Flavien ouvrit lentement les yeux, encore endormi par une sensation oppressante, lourde, comme s'il avait été plongé dans un sommeil interminable et qu'il avait encore besoin de se reposer. Il faisait très sombre, presque noir. La seule lumière provenait de petites fentes très haut au plafond qui laissaient filtrer la lueur des deux lunes de la planète. Il semblait être dans une espèce de grotte, ou plutôt, un souterrain abandonné depuis des lustres. Les structures semblaient âgées, la pierre commençait à s'effriter et aux colonnes manquaient quelques morceaux qui leur donnaient un air centenaire.

Flavien ferma les yeux un instant. Il se sentait faible, épuisé. Il ne savait pas comment il était atterri là, mais son esprit ne lui permettait pas de penser plus loin, trop affaibli et confus. Il se laissa bercer par le sommeil qui menaçait bientôt de le ramener avec lui mais la tonalité lointaine des explosions le ramena peu à peu à la réalité.

Il regarda faiblement autour de lui et remarqua la jeune fille, assise près de lui, le bras tendu vers son torse. Sa main délicate était appuyée sur sa poitrine, là où le métal avait pénétré avec le souffle de l'obus. Les yeux clos et la posture bien droite, elle semblait concentrée sur une quelconque tâche. Flavien l'observa.

Ses longs cheveux sombres comme la nuit étaient toujours tirés en arrière et attachés avec d'une mince lanière de cuire. Elle portait les mêmes vêtements couleur de lys rivalisaient avec son teint ivoirien. Les cils qui bordaient ses paupières closes laissaient paraître un contraste frappant sur ses joues légèrement teintées de rose. Elle ressemblait à une divinité féerique issue d'un conte fantastique.

Flavien se dit qu'il n'avait jamais vu de pareille beauté…mais se rectifia rapidement en pensant à sa chère Pétrolia. Pour lui, personne ne dépasserait jamais l'élégance et la finesse de la jeune technicienne. Revoyant son image dans sa tête, une larme s'échappa de ses yeux. La reverrait-il jamais? Quitte à ne jamais la revoir, il préférait mourir maintenant plutôt que de vivre sans elle.

La jeune fille près de lui ouvrit ses yeux cristallins sans toutefois enlever sa main de son torse et plongea son regard tendre dans ses yeux sombres embués de larmes.

-Ne vous inquiétez pas, Dit-elle de sa voix mélodieuse, Vous la reverrez.

Flavien releva la tête brusquement, surpris par cette affirmation.

-C…Comment avez-vous…su ce que je pensais, Répondit-il difficilement.

Il avait sûrement passé plusieurs jours sans parler car sa voix lui semblait rauque même à ses propres oreilles.

La jeune fille sourit seulement. Flavien leva un sourcil.

-Qui…êtes-vous? Demanda-t-il lentement.

-Je me nomme Laëllia. Je suis une Hörinui, ou si vous préférez, une guérisseuse.
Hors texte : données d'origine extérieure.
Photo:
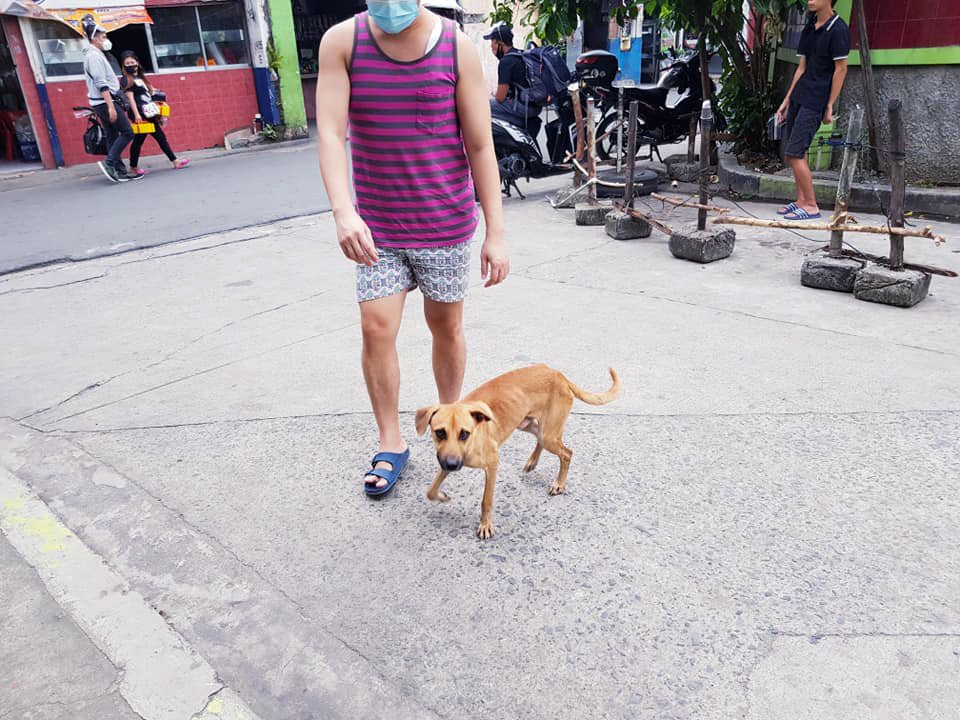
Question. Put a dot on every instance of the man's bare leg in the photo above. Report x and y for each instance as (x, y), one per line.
(806, 198)
(445, 321)
(380, 323)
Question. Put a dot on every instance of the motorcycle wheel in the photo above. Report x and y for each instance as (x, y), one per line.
(607, 149)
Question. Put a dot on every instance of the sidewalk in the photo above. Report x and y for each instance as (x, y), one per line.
(764, 525)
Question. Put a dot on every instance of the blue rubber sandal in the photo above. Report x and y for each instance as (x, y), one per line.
(398, 461)
(801, 214)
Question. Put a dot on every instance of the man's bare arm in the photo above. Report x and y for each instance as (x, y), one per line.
(333, 107)
(473, 110)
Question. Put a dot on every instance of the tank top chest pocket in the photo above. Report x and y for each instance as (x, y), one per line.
(435, 106)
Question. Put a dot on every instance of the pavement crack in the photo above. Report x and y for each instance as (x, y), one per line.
(74, 396)
(256, 573)
(225, 326)
(198, 373)
(728, 311)
(37, 288)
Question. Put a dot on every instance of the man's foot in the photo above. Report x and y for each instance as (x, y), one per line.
(125, 174)
(385, 472)
(109, 171)
(803, 214)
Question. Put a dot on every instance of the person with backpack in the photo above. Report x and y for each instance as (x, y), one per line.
(103, 94)
(507, 103)
(139, 93)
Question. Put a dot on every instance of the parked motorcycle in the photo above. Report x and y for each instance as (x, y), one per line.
(657, 123)
(518, 151)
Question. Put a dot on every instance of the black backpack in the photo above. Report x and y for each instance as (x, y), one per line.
(547, 74)
(94, 137)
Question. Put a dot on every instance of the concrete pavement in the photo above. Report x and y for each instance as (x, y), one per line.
(764, 525)
(77, 214)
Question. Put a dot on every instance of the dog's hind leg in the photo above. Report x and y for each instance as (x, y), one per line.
(534, 458)
(551, 437)
(532, 426)
(435, 493)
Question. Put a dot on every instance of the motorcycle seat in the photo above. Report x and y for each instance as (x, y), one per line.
(650, 94)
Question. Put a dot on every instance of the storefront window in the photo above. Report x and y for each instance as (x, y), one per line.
(176, 37)
(221, 27)
(206, 36)
(61, 49)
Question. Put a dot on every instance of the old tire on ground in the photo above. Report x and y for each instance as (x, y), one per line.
(644, 183)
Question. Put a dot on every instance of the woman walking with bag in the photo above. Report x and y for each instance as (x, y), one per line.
(140, 93)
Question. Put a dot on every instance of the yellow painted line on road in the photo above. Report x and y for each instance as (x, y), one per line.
(159, 674)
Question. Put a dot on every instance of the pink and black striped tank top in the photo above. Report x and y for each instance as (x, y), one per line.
(410, 173)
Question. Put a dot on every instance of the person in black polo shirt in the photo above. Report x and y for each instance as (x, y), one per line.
(823, 50)
(511, 77)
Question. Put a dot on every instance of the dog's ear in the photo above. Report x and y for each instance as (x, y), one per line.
(424, 416)
(481, 412)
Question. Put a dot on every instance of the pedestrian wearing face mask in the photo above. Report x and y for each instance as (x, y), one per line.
(103, 94)
(139, 94)
(410, 87)
(511, 78)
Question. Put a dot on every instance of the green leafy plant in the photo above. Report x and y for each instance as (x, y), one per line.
(270, 133)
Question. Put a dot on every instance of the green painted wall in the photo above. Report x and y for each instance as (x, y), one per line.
(285, 42)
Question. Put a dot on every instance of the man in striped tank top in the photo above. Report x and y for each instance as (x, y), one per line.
(410, 88)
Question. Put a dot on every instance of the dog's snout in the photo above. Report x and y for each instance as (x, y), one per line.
(449, 462)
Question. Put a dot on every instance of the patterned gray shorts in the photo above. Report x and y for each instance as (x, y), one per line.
(441, 273)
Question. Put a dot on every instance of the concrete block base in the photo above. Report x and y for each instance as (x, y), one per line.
(590, 214)
(688, 171)
(569, 199)
(827, 273)
(883, 285)
(621, 226)
(702, 246)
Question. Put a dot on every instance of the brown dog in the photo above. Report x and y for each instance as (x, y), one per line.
(534, 399)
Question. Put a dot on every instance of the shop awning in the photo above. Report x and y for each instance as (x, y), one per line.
(111, 14)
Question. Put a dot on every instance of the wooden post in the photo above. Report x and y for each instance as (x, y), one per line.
(897, 181)
(578, 178)
(847, 169)
(631, 153)
(706, 135)
(591, 151)
(869, 92)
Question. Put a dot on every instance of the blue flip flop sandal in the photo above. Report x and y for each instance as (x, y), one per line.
(398, 461)
(801, 214)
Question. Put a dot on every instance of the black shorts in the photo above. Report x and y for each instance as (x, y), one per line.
(802, 125)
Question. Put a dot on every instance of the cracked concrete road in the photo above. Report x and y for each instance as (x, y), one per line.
(765, 525)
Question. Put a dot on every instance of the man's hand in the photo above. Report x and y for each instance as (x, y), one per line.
(494, 262)
(355, 238)
(782, 112)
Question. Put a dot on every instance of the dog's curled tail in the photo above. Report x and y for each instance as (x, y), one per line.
(598, 398)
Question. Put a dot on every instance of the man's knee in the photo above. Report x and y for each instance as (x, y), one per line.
(446, 322)
(378, 327)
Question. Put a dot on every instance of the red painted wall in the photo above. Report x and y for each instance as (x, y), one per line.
(203, 106)
(29, 88)
(896, 24)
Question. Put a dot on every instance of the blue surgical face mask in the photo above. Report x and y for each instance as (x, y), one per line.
(393, 16)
Je possède le don de soigner les maladies et les blessures, mais surtout, je suis capable de soulager les gens de leur douleur.

-Vous m'avez soigné…Murmura Flavien.

Ses yeux descendirent lentement pour observer le bras de la jeune fille sur sa poitrine, puis il releva la tête.

-Vous soulagez ma douleur? Demanda-t-il en essayent de se redresser sur ses couvertures.

-Ne bougez pas, Répondit doucement Laëllia, Vous allez vous faire du mal. Oui, je soulage votre douleur, je la prends pour moi même.

Flavien fixa sa main à nouveau.

-Vous…voulez dire que vous ressentez ce que je devrais normalement ressentir.

-Oui. Ne vous inquiétez pas, vous êtes presque guéri, ça ne me fait pas tellement mal. Seulement, essayez de ne pas bouger.

Le jeune homme tenta de détendre ses muscles pour lui causer le moins de douleur possible. Il ferme les yeux un instant et inspira profondément.

-Merci, Murmura la jeune Hörinui.

-Merci à vous, Répliqua Flavien, reconnaissant de son aide, Pouvez-vous vraiment ressentir tout ce que je ressens, même mes émotions?

Laëllia secoua lentement la tête, faisant bouger les ombres sur son visage.

-Non…je reçois seulement les échos de vos émotions les plus fortes.

-Comme pour Pétrolia, Murmura le jeune officier.

-La jeune fille pour qui vous éprouvez tant d'amour?

-Oui, Répondit doucement Flavien.

-Ne désespérez pas, vous trouverez sûrement un moyen de la retrouver.

Laëllia glissa sa main sur la tempe du technicien radar qui sentit immédiatement son esprit se calmer comme si le toucher de la jeune fille avait eu un effet hypnotique sur ses angoisses et ses doutes.